Dell would face the same problems as HP, but with Dell the question is whether its “private” status would help or hurt its response.  Dell has the latitude to do something strategic now that it’s not facing quarterly scrutiny from the Street, but only if it doesn’t plan a quick re-IPO.  If it does something that hurts profits in the long term (or if something is done to Dell that has that effect) then it could end up in a downward spiral with no easy exit.

For Dell, though, the last of my latest triad is the key point.  Mobility is the only driver that can truly break the x86 market model.  The more reliant consumers and workers are on mobile devices the more they shift away from Windows and the fixed “Wintel” architecture.  Such a shift would be a strong benefit to IBM, which is why it would be logical for IBM to work hard to drive what I’ve been calling “point-of-activity empowerment” as a trend.  Dell and HP would see their PC business revenues fall, but would also see a focus on highly systemic software systems built around cooperative components.  This is a far cry from the simple cloud/OpenStack model that both HP and Dell want to embrace.  The question is whether IBM could push this trend, and whether Dell and/or HP could push back.  Which brings me to my last triad; song, services, and operationalization.

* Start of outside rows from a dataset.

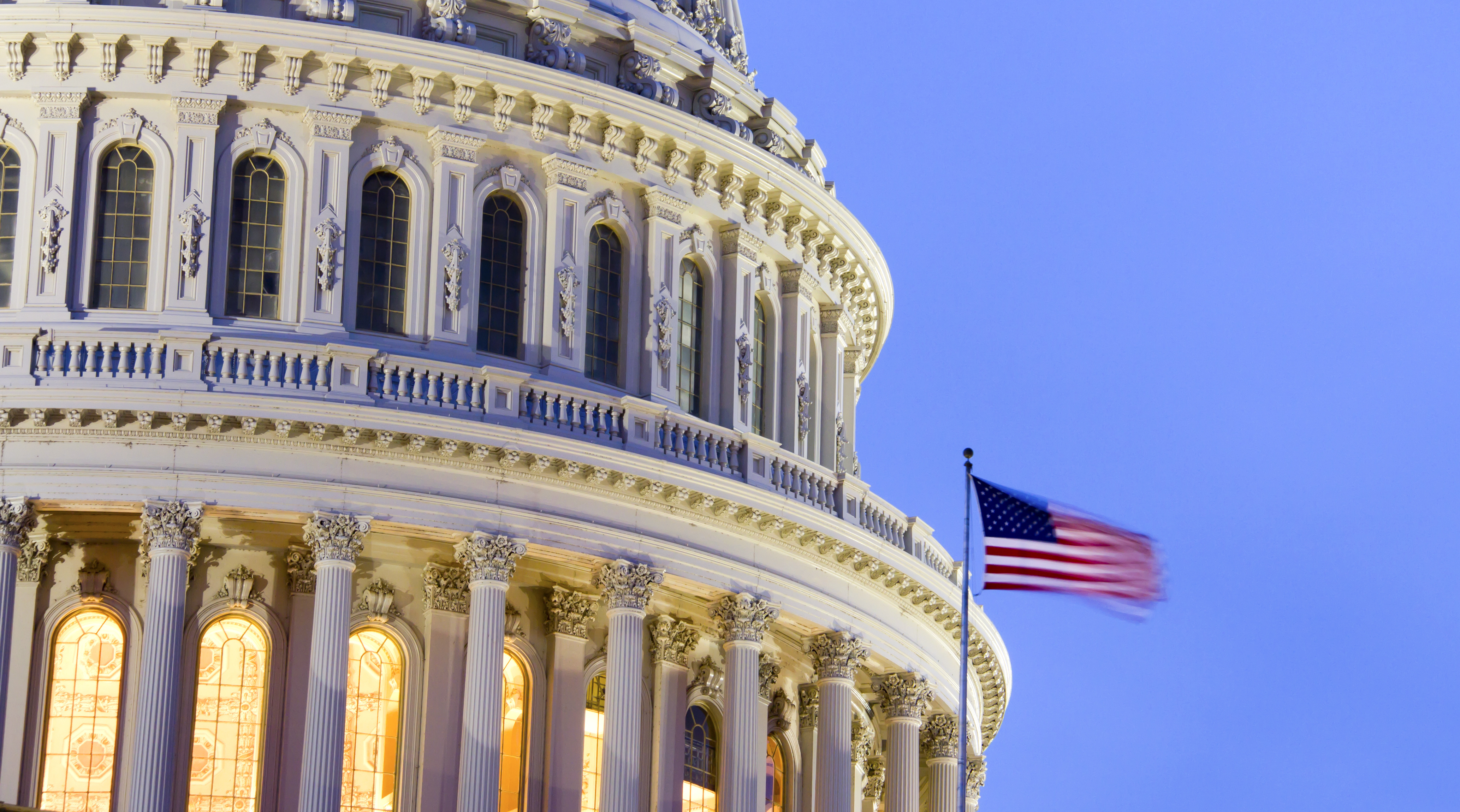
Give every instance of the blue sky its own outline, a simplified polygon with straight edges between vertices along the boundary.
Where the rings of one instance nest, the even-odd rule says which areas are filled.
[[[1460,4],[742,3],[896,283],[867,479],[1164,545],[1142,625],[981,599],[983,808],[1460,808]]]

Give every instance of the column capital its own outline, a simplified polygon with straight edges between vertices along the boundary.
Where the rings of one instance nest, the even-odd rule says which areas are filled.
[[[819,634],[807,650],[816,662],[816,679],[854,679],[869,656],[867,646],[848,631]]]
[[[653,662],[689,667],[689,653],[699,646],[699,629],[669,615],[657,615],[648,622],[648,634]]]
[[[548,596],[548,632],[587,638],[594,603],[591,594],[552,587],[552,594]]]
[[[603,590],[603,602],[609,609],[642,612],[654,597],[654,586],[661,583],[664,583],[663,570],[622,558],[604,564],[593,575],[593,584]]]
[[[456,546],[457,561],[466,567],[472,581],[498,581],[505,584],[517,571],[517,559],[527,552],[527,545],[492,536],[480,530],[461,539]]]
[[[882,695],[882,713],[888,719],[911,719],[921,723],[923,714],[933,704],[933,686],[927,678],[915,673],[891,673],[877,686]]]
[[[372,516],[353,516],[349,513],[314,511],[314,517],[304,526],[304,543],[310,545],[314,561],[346,561],[355,564],[355,558],[365,548],[365,533],[369,533]]]
[[[748,591],[727,594],[710,606],[710,619],[726,643],[761,643],[771,624],[781,616],[781,605]]]

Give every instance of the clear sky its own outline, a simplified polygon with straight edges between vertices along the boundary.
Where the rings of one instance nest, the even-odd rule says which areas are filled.
[[[742,4],[892,269],[876,491],[1162,542],[1146,624],[980,599],[983,809],[1460,809],[1460,4]]]

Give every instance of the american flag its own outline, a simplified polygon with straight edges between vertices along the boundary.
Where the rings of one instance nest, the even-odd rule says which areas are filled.
[[[1161,600],[1150,539],[977,476],[984,589],[1063,591],[1136,610]]]

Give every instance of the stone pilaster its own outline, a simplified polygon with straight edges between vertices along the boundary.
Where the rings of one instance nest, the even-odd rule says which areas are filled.
[[[644,610],[654,596],[654,586],[663,581],[663,570],[623,559],[604,564],[594,575],[609,610],[602,812],[639,812]]]
[[[816,726],[816,806],[812,812],[851,809],[851,704],[853,679],[867,659],[867,647],[845,631],[812,638],[816,688],[821,694]]]
[[[147,574],[137,713],[131,720],[131,793],[137,812],[172,806],[178,692],[182,662],[182,602],[188,559],[197,551],[203,502],[155,501],[142,508]]]
[[[507,581],[527,545],[477,530],[456,546],[472,587],[461,701],[461,757],[457,811],[496,812],[502,762],[502,629]]]
[[[726,654],[724,773],[721,809],[756,812],[765,805],[765,739],[756,740],[761,704],[761,646],[781,608],[749,593],[730,594],[710,608]]]
[[[310,698],[304,710],[299,812],[339,812],[345,761],[345,689],[350,651],[350,581],[369,516],[315,511],[304,526],[314,554]]]

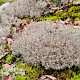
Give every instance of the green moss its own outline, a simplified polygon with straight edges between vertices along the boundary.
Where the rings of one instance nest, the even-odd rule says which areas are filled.
[[[23,75],[17,75],[14,80],[26,80],[26,77]]]
[[[58,11],[56,11],[56,12],[55,12],[55,14],[54,14],[54,15],[55,15],[55,16],[60,16],[62,13],[63,13],[63,11],[62,11],[62,10],[58,10]]]
[[[63,14],[61,14],[60,18],[61,18],[62,20],[65,20],[65,19],[67,18],[67,13],[64,12]]]

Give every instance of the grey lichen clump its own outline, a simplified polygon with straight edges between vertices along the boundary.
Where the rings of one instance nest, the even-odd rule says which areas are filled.
[[[4,9],[4,13],[18,17],[40,17],[46,12],[47,3],[39,0],[17,0]]]
[[[14,54],[22,54],[32,65],[63,69],[80,64],[80,29],[59,22],[33,22],[13,43]]]

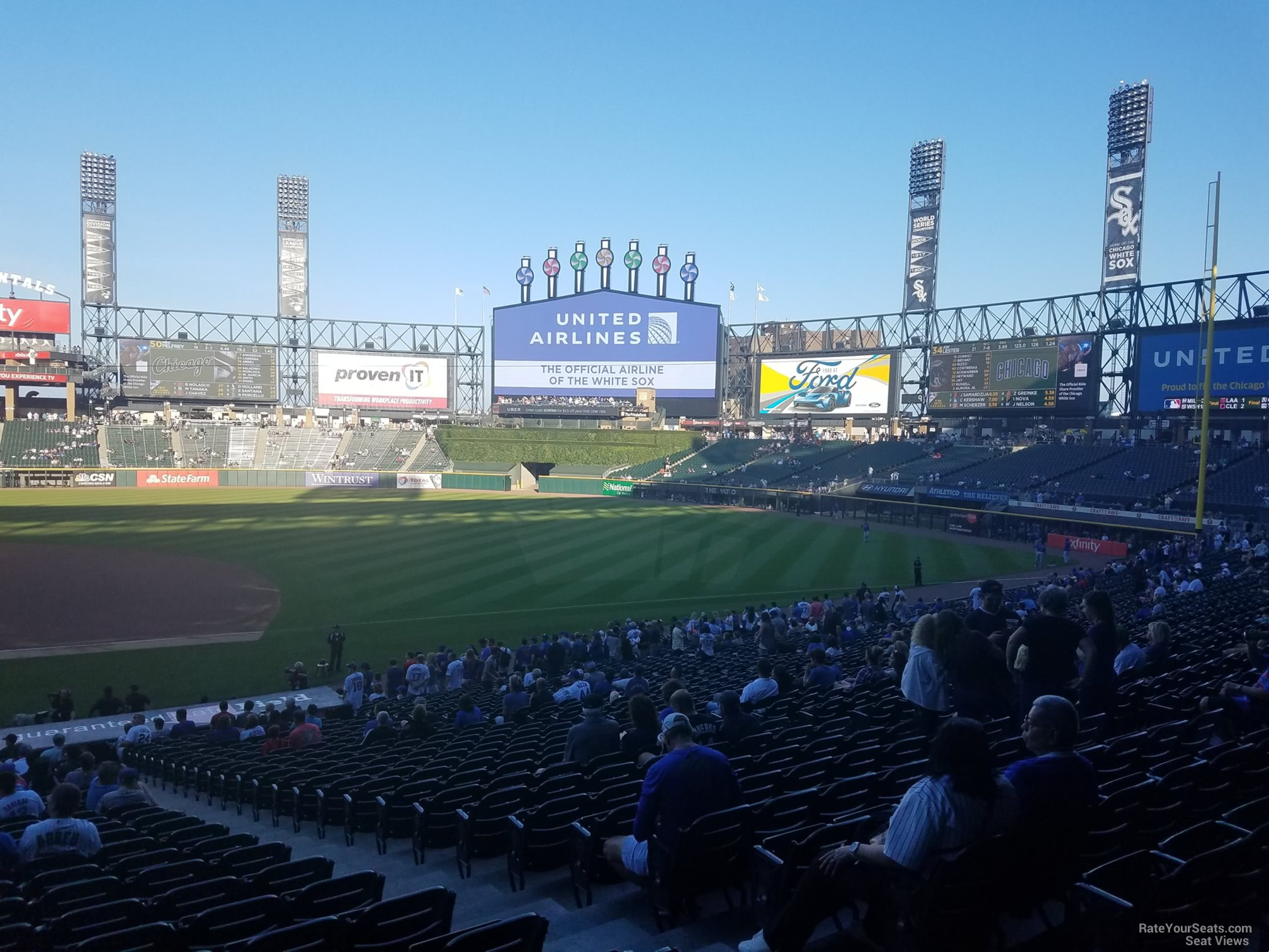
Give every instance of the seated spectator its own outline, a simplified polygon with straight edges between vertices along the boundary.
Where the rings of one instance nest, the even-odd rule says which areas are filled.
[[[604,843],[604,857],[622,876],[647,881],[647,844],[654,834],[673,850],[679,831],[694,820],[741,802],[740,782],[727,758],[698,745],[692,735],[687,715],[673,713],[661,724],[665,755],[643,777],[634,831]]]
[[[1114,673],[1140,674],[1140,669],[1146,666],[1146,652],[1132,644],[1132,632],[1121,626],[1115,630],[1115,645],[1119,654],[1114,656]]]
[[[76,790],[79,790],[76,787]],[[0,768],[0,820],[19,816],[43,816],[44,801],[30,790],[18,788],[18,774],[11,764]]]
[[[287,739],[282,736],[282,727],[277,724],[270,724],[269,730],[265,734],[264,743],[260,744],[261,754],[272,754],[274,750],[282,750],[288,746]]]
[[[636,694],[628,704],[631,726],[622,734],[622,751],[634,760],[640,753],[657,745],[661,722],[656,720],[656,706],[647,694]]]
[[[565,763],[585,767],[593,758],[615,754],[622,749],[621,727],[604,713],[602,694],[590,693],[581,699],[581,724],[569,729],[563,749]]]
[[[387,711],[379,711],[374,715],[374,726],[365,731],[365,736],[362,737],[362,746],[367,744],[395,744],[396,739],[397,730],[392,725],[392,715]]]
[[[93,783],[93,778],[96,777],[96,758],[91,753],[85,750],[80,754],[79,767],[66,774],[66,783],[74,783],[82,792],[88,792],[89,786]]]
[[[321,744],[321,727],[319,727],[316,724],[308,724],[308,721],[305,720],[303,711],[296,711],[291,716],[291,721],[293,726],[291,729],[291,732],[287,735],[288,746],[298,749],[298,748],[306,748],[310,744]],[[269,736],[270,737],[273,736],[272,731],[269,732]]]
[[[675,691],[670,696],[670,707],[678,713],[687,715],[692,724],[692,739],[697,744],[712,744],[718,727],[722,725],[718,715],[697,713],[697,703],[688,691]],[[662,724],[665,718],[662,718]]]
[[[458,698],[458,711],[454,713],[454,727],[462,730],[463,727],[470,727],[473,724],[480,724],[485,720],[485,716],[476,707],[476,702],[472,701],[471,694],[463,694]]]
[[[84,796],[84,806],[88,810],[96,810],[102,797],[119,788],[119,764],[115,760],[103,760],[96,768],[96,777],[88,784],[88,793]],[[77,790],[77,787],[76,787]]]
[[[886,649],[873,645],[864,652],[867,664],[860,668],[850,682],[851,688],[865,688],[869,684],[883,684],[890,680],[886,674]]]
[[[184,737],[193,734],[198,727],[194,722],[189,720],[189,713],[184,707],[176,708],[176,722],[171,726],[170,734],[173,737]]]
[[[916,708],[926,734],[933,734],[939,717],[947,713],[948,678],[934,651],[934,616],[921,616],[912,628],[912,646],[904,665],[904,697]]]
[[[725,691],[718,696],[718,710],[722,712],[722,724],[716,734],[718,740],[739,744],[763,730],[763,722],[740,706],[740,694],[735,691]]]
[[[759,658],[758,677],[749,682],[745,689],[740,692],[740,703],[747,704],[749,710],[753,711],[755,707],[761,707],[760,701],[775,697],[779,693],[780,685],[772,678],[772,663],[765,658]]]
[[[815,649],[807,664],[806,678],[802,679],[803,685],[807,688],[831,688],[840,678],[841,671],[835,665],[829,664],[824,649]]]
[[[503,696],[503,717],[499,722],[509,724],[514,721],[516,711],[523,711],[528,706],[529,696],[524,691],[524,682],[513,674],[506,682],[506,693]]]
[[[868,902],[864,933],[881,943],[895,877],[928,877],[940,856],[1001,833],[1015,820],[1018,796],[996,776],[982,725],[961,717],[944,722],[930,744],[929,773],[909,787],[884,834],[821,854],[792,899],[753,939],[740,943],[740,952],[796,952],[822,919],[854,899]]]
[[[233,726],[232,715],[217,715],[212,721],[212,729],[207,732],[207,740],[212,744],[237,744],[242,737]]]
[[[119,786],[104,795],[96,803],[99,814],[109,812],[121,806],[154,806],[155,798],[141,782],[141,773],[132,767],[119,770]]]
[[[1146,664],[1159,664],[1167,660],[1169,655],[1169,642],[1173,637],[1173,630],[1167,622],[1151,622],[1150,627],[1150,644],[1146,646]]]
[[[102,764],[104,768],[105,764]],[[72,783],[58,783],[48,795],[48,820],[41,820],[22,833],[18,853],[24,863],[58,853],[91,857],[102,848],[102,838],[88,820],[76,820],[80,791]]]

Singing, meaning marketing, is critical.  IBM’s greatest barrier to advance (and thus Dell’s and HP’s strongest defense) is IBM’s lamentable lack of marketing insight over the last four or five years.  By letting itself shift to a sales-driven mindset, IBM shed the COTS opportunity long before they left the business.  You can’t be a player in x86 if you can’t sell to SMBs, and you can’t do that without a retail brand.  IBM got quiet, and saw its brand become a kind of enterprise-elitist image.

Technically, the shift toward a mobility-driven future is a shift toward a new conception of “services” and “SOA”, not one based simply on SOAP and WS standards but one framed in the notion of agile, flexible, distributable, ad hoc, cooperative relationships among application elements.  IBM is probably the best player in all of the industry in making something like this work, but will it?

The barrier will likely be operational effectiveness.  The fact is that we have constrained our flexibility in networking and IT because the most flexible systems are too complex to manage at tolerable costs.  For most of the time I’ve been in networking, network management has been an almost career-killing assignment (and in most companies it still is).  It should be, must be, in the forefront of future service evolution simply because complexity rises too fast in agile systems—so fast it inevitably swamps results unless you completely rethink management.

Can IBM address these three points, or will Dell or HP do a better job?  The answer to that one will likely determine which of my first three words are on the top of the tallest building in tech five years from now.